Le TGI a débouté la Société et confirmé le bien-fondé du recours à l’expert.

Le juge précise d’abord que le recours à un expert habilité pour risque grave aux frais de l’employeur impose au CSE « de démontrer, suivant un niveau de gravité excédant ses propres compétences d’investigations, l’existence d’un risque grave, certain et avéré d’ordre physique ou psychosocial par des éléments factuels d’ores et déjà objectifs mettant en péril la sécurité ou la santé, tant physique que mentale, des salariés du fait d’un fonctionnement anormal de l’établissement concerné ».

Le Tribunal complète en indiquant que la charge de la preuve de l’existence, de l’acuité et du périmètre du risque incombe au CSE.

En d’autres termes, le CSE ne peut pas décider le recours à un expert habilité aux frais de l’employeur pour identifier un risque, éventuel ou supposé, dont il ne serait pas déjà en mesure de démontrer l’existence. L’instance ne peut valablement recourir à une telle expertise que pour apprécier les conséquences et définir les modalités de gestion d’un risque existant et d’ores et déjà démontré.

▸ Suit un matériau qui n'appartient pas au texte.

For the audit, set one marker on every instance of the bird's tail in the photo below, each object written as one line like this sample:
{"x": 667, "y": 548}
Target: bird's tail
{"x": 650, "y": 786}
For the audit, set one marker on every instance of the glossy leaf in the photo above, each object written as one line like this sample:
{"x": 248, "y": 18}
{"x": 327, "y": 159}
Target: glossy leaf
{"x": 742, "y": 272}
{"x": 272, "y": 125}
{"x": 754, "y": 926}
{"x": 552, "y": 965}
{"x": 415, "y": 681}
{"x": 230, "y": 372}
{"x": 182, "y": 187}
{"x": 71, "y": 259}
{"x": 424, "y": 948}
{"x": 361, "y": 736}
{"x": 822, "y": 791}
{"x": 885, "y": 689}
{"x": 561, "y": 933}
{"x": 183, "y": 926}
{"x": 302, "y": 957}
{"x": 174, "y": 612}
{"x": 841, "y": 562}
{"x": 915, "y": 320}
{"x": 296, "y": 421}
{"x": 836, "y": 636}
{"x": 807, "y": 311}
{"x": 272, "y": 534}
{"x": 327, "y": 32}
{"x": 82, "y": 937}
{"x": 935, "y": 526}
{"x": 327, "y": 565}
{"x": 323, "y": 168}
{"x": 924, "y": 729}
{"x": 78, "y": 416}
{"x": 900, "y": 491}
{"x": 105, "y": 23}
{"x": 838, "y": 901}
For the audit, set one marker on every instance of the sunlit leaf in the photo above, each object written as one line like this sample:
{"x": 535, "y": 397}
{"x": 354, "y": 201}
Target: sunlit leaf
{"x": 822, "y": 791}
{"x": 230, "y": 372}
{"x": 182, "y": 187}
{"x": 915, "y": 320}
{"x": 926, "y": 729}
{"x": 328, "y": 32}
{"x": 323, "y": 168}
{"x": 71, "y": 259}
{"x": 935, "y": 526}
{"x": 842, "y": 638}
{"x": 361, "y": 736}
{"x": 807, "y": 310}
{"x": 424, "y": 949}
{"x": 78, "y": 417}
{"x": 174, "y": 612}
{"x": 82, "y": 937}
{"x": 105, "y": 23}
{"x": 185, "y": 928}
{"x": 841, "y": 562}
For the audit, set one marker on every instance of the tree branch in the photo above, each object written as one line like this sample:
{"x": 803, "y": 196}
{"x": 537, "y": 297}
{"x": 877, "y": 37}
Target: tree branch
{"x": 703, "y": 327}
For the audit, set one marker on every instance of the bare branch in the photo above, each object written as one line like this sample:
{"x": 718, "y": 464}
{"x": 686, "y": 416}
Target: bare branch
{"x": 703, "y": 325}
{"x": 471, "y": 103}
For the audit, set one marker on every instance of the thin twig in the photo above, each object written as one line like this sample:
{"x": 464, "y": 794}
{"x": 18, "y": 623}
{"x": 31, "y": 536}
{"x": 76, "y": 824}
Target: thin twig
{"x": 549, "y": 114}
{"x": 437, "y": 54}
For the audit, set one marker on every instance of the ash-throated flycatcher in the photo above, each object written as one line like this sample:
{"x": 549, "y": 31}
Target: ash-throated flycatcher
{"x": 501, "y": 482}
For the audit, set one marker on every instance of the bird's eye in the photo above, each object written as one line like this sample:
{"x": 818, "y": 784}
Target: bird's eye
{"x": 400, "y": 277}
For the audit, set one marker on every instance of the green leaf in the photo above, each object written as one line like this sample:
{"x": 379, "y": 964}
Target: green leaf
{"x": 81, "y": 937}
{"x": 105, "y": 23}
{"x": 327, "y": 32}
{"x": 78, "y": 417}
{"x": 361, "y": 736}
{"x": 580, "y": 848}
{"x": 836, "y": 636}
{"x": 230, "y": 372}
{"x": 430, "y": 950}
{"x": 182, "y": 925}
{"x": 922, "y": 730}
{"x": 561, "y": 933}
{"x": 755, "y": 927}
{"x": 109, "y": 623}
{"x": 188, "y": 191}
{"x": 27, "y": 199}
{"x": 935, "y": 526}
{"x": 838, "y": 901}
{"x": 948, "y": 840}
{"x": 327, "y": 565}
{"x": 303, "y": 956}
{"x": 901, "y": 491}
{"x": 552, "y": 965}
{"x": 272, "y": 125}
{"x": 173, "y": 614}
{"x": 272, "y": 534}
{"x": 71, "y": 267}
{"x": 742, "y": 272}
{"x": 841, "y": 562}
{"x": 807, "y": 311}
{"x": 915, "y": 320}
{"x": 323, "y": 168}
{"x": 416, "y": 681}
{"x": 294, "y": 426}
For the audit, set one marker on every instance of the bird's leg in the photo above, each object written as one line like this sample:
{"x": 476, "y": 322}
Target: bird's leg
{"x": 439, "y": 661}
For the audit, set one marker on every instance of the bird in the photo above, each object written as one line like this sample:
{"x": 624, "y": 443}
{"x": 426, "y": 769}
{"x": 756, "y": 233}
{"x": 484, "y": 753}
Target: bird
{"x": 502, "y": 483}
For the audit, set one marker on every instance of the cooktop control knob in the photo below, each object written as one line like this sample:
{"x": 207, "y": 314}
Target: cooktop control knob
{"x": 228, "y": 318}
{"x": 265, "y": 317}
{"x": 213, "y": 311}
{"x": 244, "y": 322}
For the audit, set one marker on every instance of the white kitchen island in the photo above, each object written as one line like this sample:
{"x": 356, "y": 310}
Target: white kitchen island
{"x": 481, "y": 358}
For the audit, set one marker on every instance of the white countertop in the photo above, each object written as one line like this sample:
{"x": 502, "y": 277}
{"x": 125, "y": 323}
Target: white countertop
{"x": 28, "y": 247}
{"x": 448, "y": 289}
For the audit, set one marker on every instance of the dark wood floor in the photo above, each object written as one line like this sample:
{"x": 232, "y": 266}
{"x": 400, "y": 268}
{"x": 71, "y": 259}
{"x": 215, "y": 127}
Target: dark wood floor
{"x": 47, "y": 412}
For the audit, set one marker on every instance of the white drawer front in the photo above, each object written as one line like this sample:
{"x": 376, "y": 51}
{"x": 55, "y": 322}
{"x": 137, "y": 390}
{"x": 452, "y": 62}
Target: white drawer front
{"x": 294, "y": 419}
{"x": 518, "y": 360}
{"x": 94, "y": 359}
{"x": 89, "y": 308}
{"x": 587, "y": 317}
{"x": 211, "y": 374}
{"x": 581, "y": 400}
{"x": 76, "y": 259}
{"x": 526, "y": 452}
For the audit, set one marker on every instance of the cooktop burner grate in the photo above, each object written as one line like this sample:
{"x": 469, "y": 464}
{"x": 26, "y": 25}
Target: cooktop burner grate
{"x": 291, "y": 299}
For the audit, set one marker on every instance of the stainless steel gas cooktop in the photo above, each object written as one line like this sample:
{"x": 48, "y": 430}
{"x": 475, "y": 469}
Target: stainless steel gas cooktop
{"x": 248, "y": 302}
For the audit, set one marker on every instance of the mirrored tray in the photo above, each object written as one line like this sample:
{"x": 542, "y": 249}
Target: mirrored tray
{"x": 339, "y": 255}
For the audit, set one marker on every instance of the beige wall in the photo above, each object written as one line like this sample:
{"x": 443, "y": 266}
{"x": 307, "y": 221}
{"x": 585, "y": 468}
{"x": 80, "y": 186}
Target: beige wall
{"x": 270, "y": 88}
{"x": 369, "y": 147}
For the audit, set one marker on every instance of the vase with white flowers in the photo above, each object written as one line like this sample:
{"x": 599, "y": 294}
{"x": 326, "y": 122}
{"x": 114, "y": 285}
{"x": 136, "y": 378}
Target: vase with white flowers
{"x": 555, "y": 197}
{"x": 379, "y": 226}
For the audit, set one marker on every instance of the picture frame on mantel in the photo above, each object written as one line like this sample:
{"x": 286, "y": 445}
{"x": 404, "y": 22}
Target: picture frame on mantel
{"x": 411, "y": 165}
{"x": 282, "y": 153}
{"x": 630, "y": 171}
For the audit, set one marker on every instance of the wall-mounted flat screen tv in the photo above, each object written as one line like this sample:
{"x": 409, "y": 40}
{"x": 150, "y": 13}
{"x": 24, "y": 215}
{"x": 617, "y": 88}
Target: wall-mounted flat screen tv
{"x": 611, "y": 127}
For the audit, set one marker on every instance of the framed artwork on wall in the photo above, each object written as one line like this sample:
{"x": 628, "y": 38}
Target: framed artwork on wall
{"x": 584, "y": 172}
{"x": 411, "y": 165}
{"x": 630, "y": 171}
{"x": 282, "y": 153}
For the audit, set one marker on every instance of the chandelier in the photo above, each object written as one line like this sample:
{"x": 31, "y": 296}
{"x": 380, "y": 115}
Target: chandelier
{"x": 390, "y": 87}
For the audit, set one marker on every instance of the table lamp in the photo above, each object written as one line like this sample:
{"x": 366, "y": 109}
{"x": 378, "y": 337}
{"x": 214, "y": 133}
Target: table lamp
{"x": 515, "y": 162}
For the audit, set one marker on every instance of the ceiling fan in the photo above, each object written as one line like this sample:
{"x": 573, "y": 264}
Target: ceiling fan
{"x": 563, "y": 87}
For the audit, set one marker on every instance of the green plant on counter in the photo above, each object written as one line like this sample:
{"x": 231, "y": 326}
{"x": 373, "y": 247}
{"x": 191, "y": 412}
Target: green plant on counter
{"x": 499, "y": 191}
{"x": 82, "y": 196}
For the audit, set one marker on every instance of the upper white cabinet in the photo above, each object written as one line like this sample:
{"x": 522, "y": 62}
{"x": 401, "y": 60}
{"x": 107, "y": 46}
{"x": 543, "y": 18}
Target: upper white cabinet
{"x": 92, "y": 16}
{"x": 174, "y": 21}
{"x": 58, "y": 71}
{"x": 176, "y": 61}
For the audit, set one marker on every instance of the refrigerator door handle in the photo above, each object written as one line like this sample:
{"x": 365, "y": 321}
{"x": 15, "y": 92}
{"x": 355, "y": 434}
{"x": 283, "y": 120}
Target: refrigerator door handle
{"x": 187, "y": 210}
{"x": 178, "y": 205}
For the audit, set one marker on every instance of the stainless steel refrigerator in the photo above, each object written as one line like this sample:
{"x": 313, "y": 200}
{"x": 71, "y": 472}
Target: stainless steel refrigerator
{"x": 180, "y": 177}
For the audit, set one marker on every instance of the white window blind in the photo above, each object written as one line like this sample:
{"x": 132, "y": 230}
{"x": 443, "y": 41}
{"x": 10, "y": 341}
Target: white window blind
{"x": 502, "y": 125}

Or, dans cette affaire, le TGI juge que le CSE démontrait l’existence d’un risque psychosocial grave au sein de la Société, notamment par des alertes de la médecine du travail, des témoignages de souffrance au travail, une surcharge de travail et une hausse importante des arrêts maladie en résultant.

En revanche, la juridiction a considéré que les éléments apportés par la Société pour tenter de contester l’existence d’un tel risque manquaient de précision et étaient insuffisamment significatifs.